Een sprong in het duister van de toekomst, die fictieve post goodwill van NLG 7 mln, in 5 jaar af te bouwen, parallel aan de aflossing van een vaste lening van hetzelfde bedrag. In de paragraaf ‘1999 Wittebroodsweken’ zal blijken dat de juichstemming van Nibe-kring al vóór de eeuwwisseling begon te ebben.
Hier rest nog de kleine geschiedenis van het inslapen van de Vereniging NIBE. Teneinde een fiscale claim van 68% te ontlopen is de Vereniging NIBE uiteindelijk juridisch gefuseerd met de Nederlandse Vereniging van Banken. Door het continue overname- en fusie proces in het Nederlandse bankwezen behoorden vrijwel alle oorspronkelijke oprichters en later daaraan gelijkgestelden van het NIBE uiteindelijk ook tot de ledenkring van de NVB. Drie uitzonderingen: DNB, AEX en VBOL (Vereniging Bemiddelaars in Onderhandse leningen). Zij werden ‘uitgekocht’ pro rata hun laatst bekende stemgewicht, i.c. NLG 6,4 voor alle 3 samen.

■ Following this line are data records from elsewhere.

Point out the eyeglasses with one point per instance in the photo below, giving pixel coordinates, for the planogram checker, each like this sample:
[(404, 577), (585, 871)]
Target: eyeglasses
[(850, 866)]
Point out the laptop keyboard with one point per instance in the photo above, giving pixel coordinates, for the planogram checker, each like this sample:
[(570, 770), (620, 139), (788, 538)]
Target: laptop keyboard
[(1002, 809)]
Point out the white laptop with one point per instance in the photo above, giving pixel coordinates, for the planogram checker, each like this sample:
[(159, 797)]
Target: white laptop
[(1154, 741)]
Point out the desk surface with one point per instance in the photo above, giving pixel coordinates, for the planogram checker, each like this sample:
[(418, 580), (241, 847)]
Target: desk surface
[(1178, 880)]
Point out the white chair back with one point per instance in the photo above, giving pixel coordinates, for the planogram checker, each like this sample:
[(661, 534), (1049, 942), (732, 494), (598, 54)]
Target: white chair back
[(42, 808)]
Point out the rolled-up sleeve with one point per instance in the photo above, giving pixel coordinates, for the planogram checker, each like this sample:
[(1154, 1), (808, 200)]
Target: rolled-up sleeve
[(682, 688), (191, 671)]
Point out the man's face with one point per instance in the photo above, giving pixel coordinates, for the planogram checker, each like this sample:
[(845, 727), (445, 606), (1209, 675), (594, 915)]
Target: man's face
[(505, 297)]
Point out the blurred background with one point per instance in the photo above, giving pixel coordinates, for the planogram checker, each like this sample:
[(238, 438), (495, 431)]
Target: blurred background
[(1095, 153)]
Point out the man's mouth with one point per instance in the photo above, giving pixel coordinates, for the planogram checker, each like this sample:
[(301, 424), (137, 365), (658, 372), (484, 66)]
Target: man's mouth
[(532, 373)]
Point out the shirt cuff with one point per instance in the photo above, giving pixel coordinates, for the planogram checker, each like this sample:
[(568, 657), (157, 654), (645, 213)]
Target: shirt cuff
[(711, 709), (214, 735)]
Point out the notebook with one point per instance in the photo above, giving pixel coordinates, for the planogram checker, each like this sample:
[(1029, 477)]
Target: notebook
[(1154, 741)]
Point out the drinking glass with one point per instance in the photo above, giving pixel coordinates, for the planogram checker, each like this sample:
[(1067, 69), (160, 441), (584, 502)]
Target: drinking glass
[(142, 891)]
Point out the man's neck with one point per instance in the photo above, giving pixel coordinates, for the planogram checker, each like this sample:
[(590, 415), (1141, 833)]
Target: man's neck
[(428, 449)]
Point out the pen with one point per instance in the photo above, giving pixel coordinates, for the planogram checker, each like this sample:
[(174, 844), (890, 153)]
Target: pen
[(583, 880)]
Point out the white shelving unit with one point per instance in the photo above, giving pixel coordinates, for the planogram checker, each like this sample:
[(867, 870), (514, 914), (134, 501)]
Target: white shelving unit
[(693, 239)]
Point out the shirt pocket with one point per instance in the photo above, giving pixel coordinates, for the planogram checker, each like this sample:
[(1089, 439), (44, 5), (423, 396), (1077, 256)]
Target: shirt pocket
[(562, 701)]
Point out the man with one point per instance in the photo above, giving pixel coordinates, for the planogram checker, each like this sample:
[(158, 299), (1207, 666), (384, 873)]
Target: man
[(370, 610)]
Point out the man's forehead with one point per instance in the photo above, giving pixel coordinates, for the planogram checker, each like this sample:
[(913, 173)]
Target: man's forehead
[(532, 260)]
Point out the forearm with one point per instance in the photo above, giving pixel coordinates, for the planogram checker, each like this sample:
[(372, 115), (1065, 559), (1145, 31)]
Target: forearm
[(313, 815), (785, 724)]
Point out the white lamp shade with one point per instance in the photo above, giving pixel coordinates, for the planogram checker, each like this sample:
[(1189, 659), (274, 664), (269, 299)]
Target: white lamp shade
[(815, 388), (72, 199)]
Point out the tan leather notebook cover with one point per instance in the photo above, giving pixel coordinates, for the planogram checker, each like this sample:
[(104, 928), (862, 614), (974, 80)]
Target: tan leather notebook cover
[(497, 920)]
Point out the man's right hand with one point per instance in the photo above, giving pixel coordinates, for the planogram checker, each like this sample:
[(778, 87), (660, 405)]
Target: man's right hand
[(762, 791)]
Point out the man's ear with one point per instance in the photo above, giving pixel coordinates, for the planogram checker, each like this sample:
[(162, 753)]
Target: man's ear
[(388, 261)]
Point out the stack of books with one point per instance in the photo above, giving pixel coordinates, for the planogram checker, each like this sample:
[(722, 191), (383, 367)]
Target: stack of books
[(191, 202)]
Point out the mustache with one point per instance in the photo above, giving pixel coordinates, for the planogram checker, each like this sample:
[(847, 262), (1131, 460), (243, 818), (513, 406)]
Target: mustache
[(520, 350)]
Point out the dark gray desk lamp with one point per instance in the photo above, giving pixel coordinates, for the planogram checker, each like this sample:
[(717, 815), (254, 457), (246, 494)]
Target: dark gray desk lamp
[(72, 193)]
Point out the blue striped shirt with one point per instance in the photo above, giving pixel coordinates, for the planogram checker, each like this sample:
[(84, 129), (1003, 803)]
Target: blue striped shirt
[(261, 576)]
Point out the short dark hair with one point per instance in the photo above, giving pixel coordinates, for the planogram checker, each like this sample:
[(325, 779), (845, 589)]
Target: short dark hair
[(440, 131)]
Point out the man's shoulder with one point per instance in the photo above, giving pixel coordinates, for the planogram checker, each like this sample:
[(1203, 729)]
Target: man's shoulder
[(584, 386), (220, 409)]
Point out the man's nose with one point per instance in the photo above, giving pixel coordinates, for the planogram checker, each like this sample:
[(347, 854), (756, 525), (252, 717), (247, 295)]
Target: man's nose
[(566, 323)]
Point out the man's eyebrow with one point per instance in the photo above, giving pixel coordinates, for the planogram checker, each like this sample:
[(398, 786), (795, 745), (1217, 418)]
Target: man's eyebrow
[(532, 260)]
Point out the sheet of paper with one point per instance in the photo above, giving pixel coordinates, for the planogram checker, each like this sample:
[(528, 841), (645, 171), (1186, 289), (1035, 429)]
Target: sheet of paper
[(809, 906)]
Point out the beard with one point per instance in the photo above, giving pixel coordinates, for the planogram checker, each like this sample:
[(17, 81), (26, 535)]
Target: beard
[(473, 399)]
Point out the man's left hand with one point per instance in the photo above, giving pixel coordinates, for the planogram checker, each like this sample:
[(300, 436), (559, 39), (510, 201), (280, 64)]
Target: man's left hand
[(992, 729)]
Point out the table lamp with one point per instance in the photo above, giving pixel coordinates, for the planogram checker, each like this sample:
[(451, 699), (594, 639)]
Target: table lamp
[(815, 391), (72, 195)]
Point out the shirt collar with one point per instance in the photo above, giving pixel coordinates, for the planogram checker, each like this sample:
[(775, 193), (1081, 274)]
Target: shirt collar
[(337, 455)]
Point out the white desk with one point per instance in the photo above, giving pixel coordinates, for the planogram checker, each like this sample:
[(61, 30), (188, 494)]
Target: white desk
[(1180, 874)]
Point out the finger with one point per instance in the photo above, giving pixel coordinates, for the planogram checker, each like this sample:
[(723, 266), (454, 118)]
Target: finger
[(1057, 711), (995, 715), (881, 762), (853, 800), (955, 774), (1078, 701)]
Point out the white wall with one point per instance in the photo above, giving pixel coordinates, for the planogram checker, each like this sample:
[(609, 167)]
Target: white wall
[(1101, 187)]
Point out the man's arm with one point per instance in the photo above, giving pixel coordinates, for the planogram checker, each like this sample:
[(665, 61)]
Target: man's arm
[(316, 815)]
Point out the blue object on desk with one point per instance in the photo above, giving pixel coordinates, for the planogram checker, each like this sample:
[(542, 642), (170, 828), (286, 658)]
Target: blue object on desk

En de verenigingsgedachte? Deze is het langst blijven leven bij de laatste voorzitter, Dolf van den Brink. Nog in de vergadering van het Dagelijks Bestuur van 27 oktober 1999 – de fusie was al op 1 juli – pleitte Dolf voor behoud van de binding bedrijfstak-BV, desnoods middels een aandeelhoudende stichting. Maar aandelen in dode hand of een verder lege participatiemaatschappij sprak de andere bestuursleden niet aan. Vervolgens maakte Dolf zich sterk voor behoud van – een soort van – NIBE-jaardag en het ondersteunen van een leerstoel ‘vanwege’ NIBE-SVV. Die leerstoel is er gekomen, eerst bekleed door Dolf zelf en
anno 2016 door de Nibeaan prof. dr Rob Schotsman. De laatste jaardag, de 30e, was die van 1999, met een mooi afsluitend diner bij ABN.AMRO op de Mahlerstraat, waar een keur van vroegere bestuursleden, preadviseurs en coreferenten aanzaten. Niet preadviseur van de dag, Rijkman Groenink; die werd die dag aangekondigd als opvolger van Jan Kalff.